Vous avez vu, cette semaine, deux élus ont fait l’actualité politique ? L’un pour rejoindre le PS au parlement régional bruxellois, l’autre, pour annoncer quitter le groupe MR du conseil communal d’Evere. L’un et l’autre ont décidé de conserver leur mandat. En Belgique, le siège est toujours personnel, jamais partisan. En clair : c’est à la personne élue qu’appartient le mandat, pas au parti sur lequel il a été élu. Il peut donc en faire ce qu’il veut.
Un transfuge ou une séparation avec son parti n’est pas rare en politique. En Belgique, c’est même une spécialité. Rien qu’à Bruxelles, depuis les élections régionales de 2024, 5 députés ont ainsi changé d’écurie. En septembre 2025, c’est Ludivine de Magnanville qui a quitté Défi au profit du MR. Deux mois plus tard, c’est l’élue Vlaams Belang Sonja Hoylaerts qui a décidé de siéger comme indépendante. En mars dernier, Soulaimane El Mokadem quittait le navire marxiste du PTB pour siéger comme indépendant. (On a finalement appris cette semaine qu’il rejoignait le PS). Enfin, en avril, Fabian Maingain et Latifa Aït-Baala, ont quitté leur parti. Le premier a souhaité rejoindre le projet de son père, la seconde a préféré s’allier au groupe PS.
Ces départs amènent toujours les mêmes commentaires. Le parti lésé d’un siège se dit « étonné » et « trahi ». L’élu transfuge annonce « ne plus être en accord avec la ligne politique de son parti » et « avoir toujours été sensible aux valeurs portées par le parti » qu’il rejoint.
Le scénario est écrit. Et il se répète depuis des dizaines d’années. Oui, mais… il pose de nombreuses questions.
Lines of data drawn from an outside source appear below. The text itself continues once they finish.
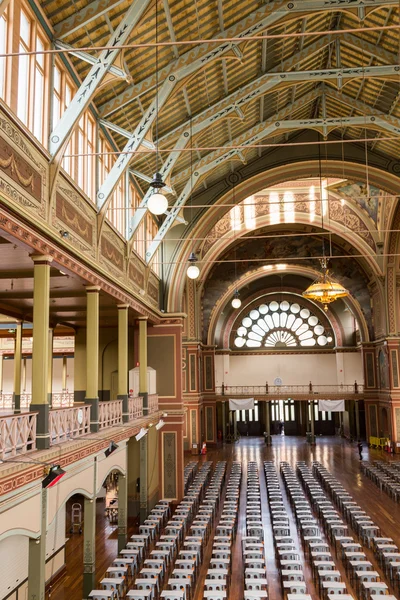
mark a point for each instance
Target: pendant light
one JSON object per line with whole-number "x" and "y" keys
{"x": 157, "y": 203}
{"x": 324, "y": 289}
{"x": 236, "y": 301}
{"x": 193, "y": 270}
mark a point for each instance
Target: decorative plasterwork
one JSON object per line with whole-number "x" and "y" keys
{"x": 261, "y": 180}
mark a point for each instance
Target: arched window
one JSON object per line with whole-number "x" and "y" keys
{"x": 281, "y": 325}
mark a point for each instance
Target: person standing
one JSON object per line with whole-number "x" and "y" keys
{"x": 360, "y": 449}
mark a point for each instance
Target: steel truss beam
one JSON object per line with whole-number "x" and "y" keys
{"x": 232, "y": 104}
{"x": 215, "y": 158}
{"x": 257, "y": 133}
{"x": 253, "y": 24}
{"x": 198, "y": 58}
{"x": 96, "y": 74}
{"x": 83, "y": 17}
{"x": 249, "y": 92}
{"x": 89, "y": 58}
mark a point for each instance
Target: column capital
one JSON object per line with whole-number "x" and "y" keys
{"x": 42, "y": 259}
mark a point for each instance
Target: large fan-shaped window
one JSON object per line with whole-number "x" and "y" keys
{"x": 281, "y": 325}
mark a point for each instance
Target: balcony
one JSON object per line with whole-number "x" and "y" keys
{"x": 18, "y": 432}
{"x": 59, "y": 400}
{"x": 295, "y": 392}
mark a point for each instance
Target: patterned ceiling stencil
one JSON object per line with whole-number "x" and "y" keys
{"x": 223, "y": 275}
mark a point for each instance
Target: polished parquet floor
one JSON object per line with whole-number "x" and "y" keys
{"x": 335, "y": 454}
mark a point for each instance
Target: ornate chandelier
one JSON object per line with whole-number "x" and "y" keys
{"x": 324, "y": 290}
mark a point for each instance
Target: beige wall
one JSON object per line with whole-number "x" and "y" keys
{"x": 294, "y": 369}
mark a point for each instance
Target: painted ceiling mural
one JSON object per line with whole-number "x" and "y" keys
{"x": 253, "y": 253}
{"x": 283, "y": 201}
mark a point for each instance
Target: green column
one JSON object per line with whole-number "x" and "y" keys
{"x": 143, "y": 479}
{"x": 17, "y": 368}
{"x": 312, "y": 423}
{"x": 223, "y": 421}
{"x": 50, "y": 371}
{"x": 92, "y": 355}
{"x": 1, "y": 373}
{"x": 40, "y": 348}
{"x": 267, "y": 422}
{"x": 122, "y": 511}
{"x": 123, "y": 360}
{"x": 37, "y": 558}
{"x": 357, "y": 411}
{"x": 143, "y": 391}
{"x": 89, "y": 547}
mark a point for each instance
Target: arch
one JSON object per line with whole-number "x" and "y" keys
{"x": 298, "y": 169}
{"x": 62, "y": 504}
{"x": 110, "y": 469}
{"x": 261, "y": 273}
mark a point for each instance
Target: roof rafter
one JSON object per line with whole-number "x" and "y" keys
{"x": 254, "y": 23}
{"x": 83, "y": 17}
{"x": 216, "y": 157}
{"x": 84, "y": 95}
{"x": 220, "y": 110}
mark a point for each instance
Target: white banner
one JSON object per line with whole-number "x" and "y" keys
{"x": 245, "y": 404}
{"x": 331, "y": 405}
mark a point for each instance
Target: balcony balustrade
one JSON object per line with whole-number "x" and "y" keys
{"x": 17, "y": 434}
{"x": 69, "y": 423}
{"x": 289, "y": 390}
{"x": 110, "y": 413}
{"x": 135, "y": 408}
{"x": 152, "y": 403}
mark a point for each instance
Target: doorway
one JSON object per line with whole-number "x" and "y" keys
{"x": 283, "y": 417}
{"x": 250, "y": 422}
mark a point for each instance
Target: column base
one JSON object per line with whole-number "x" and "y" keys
{"x": 94, "y": 414}
{"x": 42, "y": 425}
{"x": 143, "y": 514}
{"x": 145, "y": 397}
{"x": 122, "y": 539}
{"x": 125, "y": 407}
{"x": 89, "y": 581}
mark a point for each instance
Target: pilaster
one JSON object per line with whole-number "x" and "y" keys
{"x": 40, "y": 348}
{"x": 17, "y": 367}
{"x": 92, "y": 355}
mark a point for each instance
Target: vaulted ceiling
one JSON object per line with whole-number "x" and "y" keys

Une question au cas par cas
La première question qui se pose est morale : peut-on garder un siège ou un mandat quand on décide de quitter son parti ? La réponse, pour moi, est toute simple. Tout dépend de la manière dont on a été élu. Si un député « fait son siège », c’est-à-dire qu’il n’a pas profité de la dévolution de votes grâce à sa position dans la liste, on peut estimer que le siège lui appartient effectivement. Soulaimane El Mokadem a obtenu près de 15.000 voix de préférence en juin 2024, un score colossal. Personne ne peut remettre en cause la légitimité de son siège de député. A l’inverse, Latifa Aït-Baala, non élue en 2024, et qui est devenue député grâce à la suppléance, peut-elle vraiment quitter le groupe MR en emportant son siège ? Moralement, la réponse est non. Ce n’est aucunement une attaque personnelle, c’est purement factuel. Sans sa position sur la liste, elle n’aurait jamais été députée. C’est donc clairement du cas par cas.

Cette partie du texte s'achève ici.